Research published recently in Nature Communications highlights a new method of mapping an essential family of polysaccharides called GAGs (glycosaminoglycans). GAGs are critical to regulating many biological functions such as inflammation, neurodegeneration and tumor metastasis. One common type of GAG is called heparin and is currently used in clinical settings in an anticoagulant drug. Yet, aside from heparin, to date GAGs have been difficult to understand and only several structures have been accurately mapped.
Now the study from the Danish National Research Foundation Centre for Glycomics at the Department of Cellular and Molecular Medicine, University of Copenhagen, offers new insight on GAG mapping methods.
"Determining the structures is a key question in the research about sugars. If we know the structure, we can determine what the cues are for specific biological functions and consider potential ways to exploit this in the development of therapeutics. This is hugely important and clinically relevant, as shown by the widely used anti-coagulant heparins, and the potential application of new heparin-based drugs for multiple diseases in the future," says the corresponding author, Dr. Rebecca Louise Miller, who is an Assistant Professor at the Copenhagen Center for Glycomics.

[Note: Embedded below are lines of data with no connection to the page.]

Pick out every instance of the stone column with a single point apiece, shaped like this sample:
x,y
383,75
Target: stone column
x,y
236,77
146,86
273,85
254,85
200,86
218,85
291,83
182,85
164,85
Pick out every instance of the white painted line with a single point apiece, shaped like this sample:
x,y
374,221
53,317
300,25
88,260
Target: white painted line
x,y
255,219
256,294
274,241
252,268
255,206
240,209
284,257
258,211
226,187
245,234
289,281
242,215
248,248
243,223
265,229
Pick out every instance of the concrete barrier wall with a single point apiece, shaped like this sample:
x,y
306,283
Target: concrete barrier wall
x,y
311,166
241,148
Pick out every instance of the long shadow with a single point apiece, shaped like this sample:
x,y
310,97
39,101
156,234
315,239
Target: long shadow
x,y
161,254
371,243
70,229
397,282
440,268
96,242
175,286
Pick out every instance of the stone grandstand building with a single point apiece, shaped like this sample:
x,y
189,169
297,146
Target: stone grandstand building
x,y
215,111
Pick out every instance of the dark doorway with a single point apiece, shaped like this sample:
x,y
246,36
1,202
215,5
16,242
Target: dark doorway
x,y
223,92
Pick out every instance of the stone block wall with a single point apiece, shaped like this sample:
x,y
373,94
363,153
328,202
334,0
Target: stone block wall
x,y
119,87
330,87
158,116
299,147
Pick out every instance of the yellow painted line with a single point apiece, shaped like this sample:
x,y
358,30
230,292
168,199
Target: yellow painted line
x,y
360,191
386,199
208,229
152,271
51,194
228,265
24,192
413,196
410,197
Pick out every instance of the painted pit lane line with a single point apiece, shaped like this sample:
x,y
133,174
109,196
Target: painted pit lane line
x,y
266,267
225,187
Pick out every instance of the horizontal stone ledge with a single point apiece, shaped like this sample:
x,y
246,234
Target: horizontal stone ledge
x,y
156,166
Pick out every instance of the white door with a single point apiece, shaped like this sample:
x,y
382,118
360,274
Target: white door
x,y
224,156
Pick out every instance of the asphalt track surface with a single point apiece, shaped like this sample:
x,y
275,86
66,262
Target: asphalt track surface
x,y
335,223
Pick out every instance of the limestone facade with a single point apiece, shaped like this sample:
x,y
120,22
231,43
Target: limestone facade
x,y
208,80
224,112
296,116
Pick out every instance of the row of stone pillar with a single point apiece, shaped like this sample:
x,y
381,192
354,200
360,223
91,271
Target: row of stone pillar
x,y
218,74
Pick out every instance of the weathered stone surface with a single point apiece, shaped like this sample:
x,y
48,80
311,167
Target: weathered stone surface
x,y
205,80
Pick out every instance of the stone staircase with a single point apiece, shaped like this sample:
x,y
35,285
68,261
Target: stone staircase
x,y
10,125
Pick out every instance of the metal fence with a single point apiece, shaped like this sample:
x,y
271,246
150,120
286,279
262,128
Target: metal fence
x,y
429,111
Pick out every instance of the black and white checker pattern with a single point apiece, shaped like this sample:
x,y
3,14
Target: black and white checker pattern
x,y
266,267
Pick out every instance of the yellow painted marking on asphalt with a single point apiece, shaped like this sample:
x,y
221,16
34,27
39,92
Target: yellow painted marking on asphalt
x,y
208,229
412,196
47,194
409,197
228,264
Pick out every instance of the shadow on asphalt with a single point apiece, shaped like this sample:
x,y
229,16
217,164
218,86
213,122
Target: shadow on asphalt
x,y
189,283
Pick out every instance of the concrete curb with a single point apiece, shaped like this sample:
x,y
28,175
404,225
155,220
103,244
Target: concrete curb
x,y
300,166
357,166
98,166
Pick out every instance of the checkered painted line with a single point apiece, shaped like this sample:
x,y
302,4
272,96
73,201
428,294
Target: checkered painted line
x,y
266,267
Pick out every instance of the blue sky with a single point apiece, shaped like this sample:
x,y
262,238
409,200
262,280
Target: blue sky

The method that Dr. Miller and her team have developed is called "Shotgun ion mobility mass spectrometry sequencing" or SIMMS2. It’s a complicated name and an even more complicated process akin to breaking sugar structures into small puzzle pieces in order to identify their genetic fingerprints and compare them to know existing structures. Through this process, they are able to sequence larger GAG structures.
"The instrumentation behind this new method was invented by the company Waters Ltd in 2006 and is available to many pharmaceutical companies and researchers. This means that the method could be easily implemented and widely used for drug discovery by many research groups in a short period of time," says co-author Professor Jeremy Turnbull, University of Liverpool and Copenhagen Center for Glycomics.
The researchers plan to continue their investigations with GAGs, SIMMS2, and GAGOme (another method they developed) in hopes of improving the therapeutic effects of heparins in cancer and neurogenerative diseases like Parkinson’s.